I’ve been thinking a lot recently about human readable URLs. In the event that you’ve been living under a rock for the last 7 years or so, human readable URLs are where you setup your web application to have URLs that look more like
http://distinctpixel.org/entries/view/2007/05/pure_love_wines_layer_cake
vs. something more machine readable like:
http://distinctpixel.org/index.aspx?mode=view&entryId=301
There’s an older article by AdaptivePath article that does a fine job explaining it in some detail, but, in a nutshell: readable URL’s are better for SEO, usability, and helping stop global warming.
I’ve really struggled with good URL formatting for a long time. Since my background is ColdFusion/ASP/.NET, most of the web applications I’ve built have run in Windows hosting environments. And, since there’s no built-in URL rewriting in IIS that makes doing this quite a bit more difficult1.
In the past, I’ve written solutions using ASP.NET where I would use a 404 page that would parse the original request, and route based on that. Unfortunately, this method resulted in at least 2 or 3 HTTP 302 redirects (since I that’s what Response.Redirect() does) So while you could use readable URLs, once the requested was completed you’d end up at an ugly old URL.
Well, now that I’m playing with rails, I’ll have to admit that I’m completely tickled that “out of the box” it comes with a readable URL setup, even if it does put the emphasis on the model’s (somewhat unfriendly) ID.
In an effort to extend it some, I’ve recently made some additional changes to this blog engine where it uses the date and title in the URL as opposed to just the ID.
My initial plan was to make a DB migration that just churned through all the entries and created a new URL column with a copy of the title. Obviously, we’d need to put a unique constraint on it, and there would need to be manipulation done to the titles to make them so they work (remove spaces, slashes, periods, question marks, etc).

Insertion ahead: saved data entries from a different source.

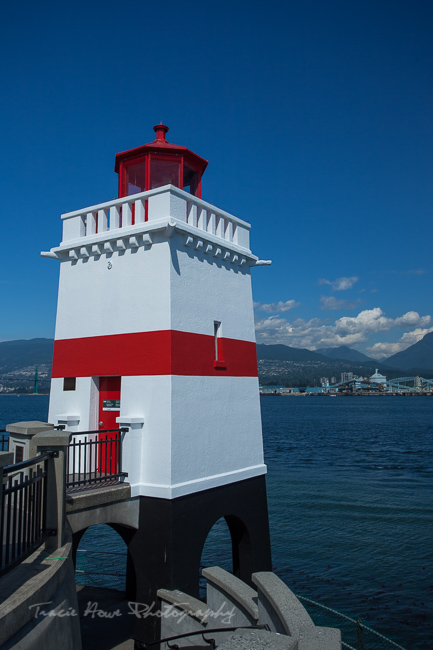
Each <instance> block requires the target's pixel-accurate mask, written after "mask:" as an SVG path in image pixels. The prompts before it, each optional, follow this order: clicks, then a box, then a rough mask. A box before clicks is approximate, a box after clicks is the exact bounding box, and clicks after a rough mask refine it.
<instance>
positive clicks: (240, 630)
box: [218, 630, 298, 650]
mask: <svg viewBox="0 0 433 650" xmlns="http://www.w3.org/2000/svg"><path fill="white" fill-rule="evenodd" d="M218 648H219V650H268V649H269V650H298V642H297V641H296V639H291V638H289V637H287V636H284V635H276V634H273V633H272V632H266V631H265V630H237V631H236V632H234V633H233V634H232V635H230V637H229V638H228V639H226V640H225V641H224V643H222V644H221V645H220V646H218Z"/></svg>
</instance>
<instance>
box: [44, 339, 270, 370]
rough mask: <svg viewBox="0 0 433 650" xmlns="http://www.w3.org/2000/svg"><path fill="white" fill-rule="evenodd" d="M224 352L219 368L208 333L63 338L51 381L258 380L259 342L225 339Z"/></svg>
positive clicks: (218, 354)
mask: <svg viewBox="0 0 433 650" xmlns="http://www.w3.org/2000/svg"><path fill="white" fill-rule="evenodd" d="M219 349H220V351H219V354H218V356H219V357H221V356H222V357H223V359H224V365H223V364H221V363H219V364H216V365H217V367H214V361H215V345H214V338H213V336H207V335H205V334H192V333H190V332H179V331H177V330H164V331H158V332H139V333H137V334H113V335H111V336H91V337H86V338H80V339H61V340H58V341H55V343H54V358H53V373H52V376H53V377H102V376H105V375H121V376H123V377H126V376H131V375H189V376H197V377H210V376H218V377H221V376H229V377H257V374H258V373H257V356H256V344H255V343H252V342H251V341H240V340H237V339H225V338H221V339H219ZM220 361H221V359H220ZM222 365H223V367H221V366H222Z"/></svg>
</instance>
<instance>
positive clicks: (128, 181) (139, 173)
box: [126, 161, 146, 196]
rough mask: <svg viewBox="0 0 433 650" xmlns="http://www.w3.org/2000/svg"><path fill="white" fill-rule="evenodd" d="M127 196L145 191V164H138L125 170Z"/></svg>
mask: <svg viewBox="0 0 433 650" xmlns="http://www.w3.org/2000/svg"><path fill="white" fill-rule="evenodd" d="M126 179H127V196H131V194H138V193H139V192H144V191H145V190H146V163H145V162H144V161H143V162H140V163H136V164H135V165H129V166H128V168H127V170H126Z"/></svg>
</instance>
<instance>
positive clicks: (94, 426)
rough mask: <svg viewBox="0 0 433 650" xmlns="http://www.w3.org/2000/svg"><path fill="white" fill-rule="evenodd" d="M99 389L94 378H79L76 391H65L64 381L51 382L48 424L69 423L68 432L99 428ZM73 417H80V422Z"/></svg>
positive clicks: (59, 379)
mask: <svg viewBox="0 0 433 650" xmlns="http://www.w3.org/2000/svg"><path fill="white" fill-rule="evenodd" d="M98 405H99V404H98V388H97V385H96V383H95V380H94V379H93V378H92V377H77V382H76V389H75V390H68V391H64V390H63V379H62V378H58V379H52V380H51V391H50V405H49V410H48V422H50V423H51V424H54V425H55V426H56V425H57V424H59V422H60V423H66V422H67V429H68V431H92V430H94V429H97V428H98V426H97V425H98ZM72 416H78V420H77V419H76V418H75V417H74V418H73V419H72Z"/></svg>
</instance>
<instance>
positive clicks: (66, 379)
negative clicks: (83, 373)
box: [63, 377, 77, 390]
mask: <svg viewBox="0 0 433 650" xmlns="http://www.w3.org/2000/svg"><path fill="white" fill-rule="evenodd" d="M76 384H77V378H76V377H64V378H63V390H75V387H76Z"/></svg>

All said and done, an entry with the title “This is a test” would get “/entries/year/month/this_is_a_test” for it’s URL. Great!
Except for one hitch.
Looking through the DB, it became clear very quickly that I tend use a lot of high ASCII characters in my titles (stupid mac).
Ok. No big deal. We’ll just zap any character in the title that isn’t A-Z, a-z, or 0-9. In fact, when writing a wine review last night I’ve noticed that this is exactly what Cork’d has started doing—just escaping any “wacky” chars to underscores. Problem solved, right?
Well. Kind of.
Being the old cranky guy that I am, seeing something like Ch_teauneuf_du_Pape in the URL really bothered me. Where’s the damned a? I suppose you could rewrite various characters without their accents, but suddenly that becomes a really long list of rules—circumflex alone has 21 possible characters (Â, â, Ê, ê, Î… etc.)
So, for now, I’ve decided to make it a manual process. New entries going forward will have edited friendly URLs, but older entries (this goddamn blog dates back to 2001) will continue to use the ID.
Anyway, like I said, it’s something I’ve been thinking abut lately.
1 There are handful of IIS filters out now that allow you to do rewriting, but a) Loosely documented 3rd party ISAPI filters make me nervous, and b) unless you’re on a dedicated windows box, you’re outta luck.